LAUSANNE, Switzerland – Paul Hamm (search) fought to keep his Olympic gymnastics gold medal Monday during an 111/2-hour hearing before the sports world's highest court, and the panel adjourned without making a decision.
Three CAS arbitrators convened to hear the appeal from a South Korean who lost the gold medal in the all-around at the Athens Olympics (search) after a scoring error by the judges.
CAS general secretary Matthieu Reeb said the arbitrators — from Germany, Kenya and Britain — hoped to make a decision within the next two weeks.
Yang Tae-young (search) wants the court to order international gymnastics officials to change the rankings and give him the gold and Hamm the silver. Hamm and the U.S. Olympic Committee spent the hearing fighting Yang's appeal.
"I thought everything went very smoothly," Hamm said in a teleconference after the hearing. "It was a very fair hearing and everyone got the chance to say what they thought."
Yang, who finished with a bronze, was mistakenly docked 0.10 points on the start value of his next-to-last routine, the parallel bars. He finished third, 0.049 points behind Hamm, who became the first American man to win gymnastics' biggest prize.
With the extra 0.100, Yang would have finished 0.051 points ahead of Hamm. That, however, assumes everything in the final rotation would have played out the same way.
"The issue is whether this (mistake) affected the result," Reeb said.
South Korean officials declined comment following the hearing.
The USOC's lead attorney, Jeff Benz, said he argued three points:
— That the court could not make decisions on "field-of-play" issues — in other words, on judgment calls made by officials during the competition.
— That the South Koreans didn't protest in time for there to be any change in the results.

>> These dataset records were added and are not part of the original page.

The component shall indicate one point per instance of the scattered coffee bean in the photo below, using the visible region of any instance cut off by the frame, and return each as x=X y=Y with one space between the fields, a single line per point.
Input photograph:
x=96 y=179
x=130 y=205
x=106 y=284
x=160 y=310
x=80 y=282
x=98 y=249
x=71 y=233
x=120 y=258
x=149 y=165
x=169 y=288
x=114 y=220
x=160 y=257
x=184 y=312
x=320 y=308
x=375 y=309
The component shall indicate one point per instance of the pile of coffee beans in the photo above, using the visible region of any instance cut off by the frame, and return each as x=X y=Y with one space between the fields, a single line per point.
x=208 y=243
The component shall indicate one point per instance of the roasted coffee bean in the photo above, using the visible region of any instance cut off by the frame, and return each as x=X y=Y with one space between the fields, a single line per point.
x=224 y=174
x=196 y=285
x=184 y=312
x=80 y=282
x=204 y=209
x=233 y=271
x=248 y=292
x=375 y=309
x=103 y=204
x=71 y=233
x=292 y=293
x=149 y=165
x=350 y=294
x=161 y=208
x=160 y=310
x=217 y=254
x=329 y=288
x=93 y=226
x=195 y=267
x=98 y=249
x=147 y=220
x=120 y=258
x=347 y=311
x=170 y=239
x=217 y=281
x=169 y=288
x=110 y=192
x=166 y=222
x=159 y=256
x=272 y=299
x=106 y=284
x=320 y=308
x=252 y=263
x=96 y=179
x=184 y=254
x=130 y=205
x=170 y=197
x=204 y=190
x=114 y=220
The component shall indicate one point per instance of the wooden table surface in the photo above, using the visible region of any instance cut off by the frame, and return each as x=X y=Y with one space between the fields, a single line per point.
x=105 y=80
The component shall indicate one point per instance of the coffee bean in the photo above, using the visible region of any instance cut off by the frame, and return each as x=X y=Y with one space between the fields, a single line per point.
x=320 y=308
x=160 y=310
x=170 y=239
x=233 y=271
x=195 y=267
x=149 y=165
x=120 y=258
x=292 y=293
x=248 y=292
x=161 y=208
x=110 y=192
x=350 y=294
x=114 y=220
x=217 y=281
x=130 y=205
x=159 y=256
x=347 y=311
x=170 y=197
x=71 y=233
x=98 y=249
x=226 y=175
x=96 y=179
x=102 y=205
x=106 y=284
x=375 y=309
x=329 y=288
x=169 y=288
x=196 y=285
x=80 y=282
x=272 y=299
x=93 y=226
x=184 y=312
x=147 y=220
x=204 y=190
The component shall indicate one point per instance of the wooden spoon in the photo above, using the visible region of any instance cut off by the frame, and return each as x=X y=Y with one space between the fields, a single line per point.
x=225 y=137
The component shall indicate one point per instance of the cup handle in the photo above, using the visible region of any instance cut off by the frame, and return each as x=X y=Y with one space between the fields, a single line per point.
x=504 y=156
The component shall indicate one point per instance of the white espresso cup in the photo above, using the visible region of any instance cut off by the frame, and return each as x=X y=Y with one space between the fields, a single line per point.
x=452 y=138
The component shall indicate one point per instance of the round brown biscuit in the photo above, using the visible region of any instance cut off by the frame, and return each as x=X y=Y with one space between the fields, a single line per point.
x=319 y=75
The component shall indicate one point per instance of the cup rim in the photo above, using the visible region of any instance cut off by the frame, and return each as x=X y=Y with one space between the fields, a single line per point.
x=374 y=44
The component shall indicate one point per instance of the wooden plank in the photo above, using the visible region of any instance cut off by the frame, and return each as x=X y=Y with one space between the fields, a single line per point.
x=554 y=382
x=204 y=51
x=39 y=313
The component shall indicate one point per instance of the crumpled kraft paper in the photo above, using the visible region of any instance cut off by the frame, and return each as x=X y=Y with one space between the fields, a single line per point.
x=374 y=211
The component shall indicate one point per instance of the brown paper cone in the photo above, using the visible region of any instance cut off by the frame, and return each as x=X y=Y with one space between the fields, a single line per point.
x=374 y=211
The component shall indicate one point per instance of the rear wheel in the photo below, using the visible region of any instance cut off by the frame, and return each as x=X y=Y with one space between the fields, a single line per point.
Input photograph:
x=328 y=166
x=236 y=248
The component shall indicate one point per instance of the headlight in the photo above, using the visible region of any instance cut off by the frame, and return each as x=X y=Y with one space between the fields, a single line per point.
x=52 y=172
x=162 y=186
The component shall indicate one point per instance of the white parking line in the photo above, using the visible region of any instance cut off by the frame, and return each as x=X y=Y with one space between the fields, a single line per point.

— That simply adding 0.1 points to Yang's score wouldn't give an accurate reflection of the results because there was another event to go after the disputed parallel bars, and nobody knows what would have happened had the scores been different heading in.
"We are confident we were able to express ourselves to arbitrators to the fullest extent possible in way they understood," Benz said.
The International Gymnastics Federation, known as FIG, acknowledged the scoring error and suspended three judges for the rest of the games. It said repeatedly it won't change the results because the South Koreans didn't file a protest in time.
FIG president Bruno Grandi confused the issue, however, when he sent a letter to Hamm asking him to surrender the medal voluntarily. In the letter, Grandi wrote, "The true winner of the all-around competition is Yang Tae-young."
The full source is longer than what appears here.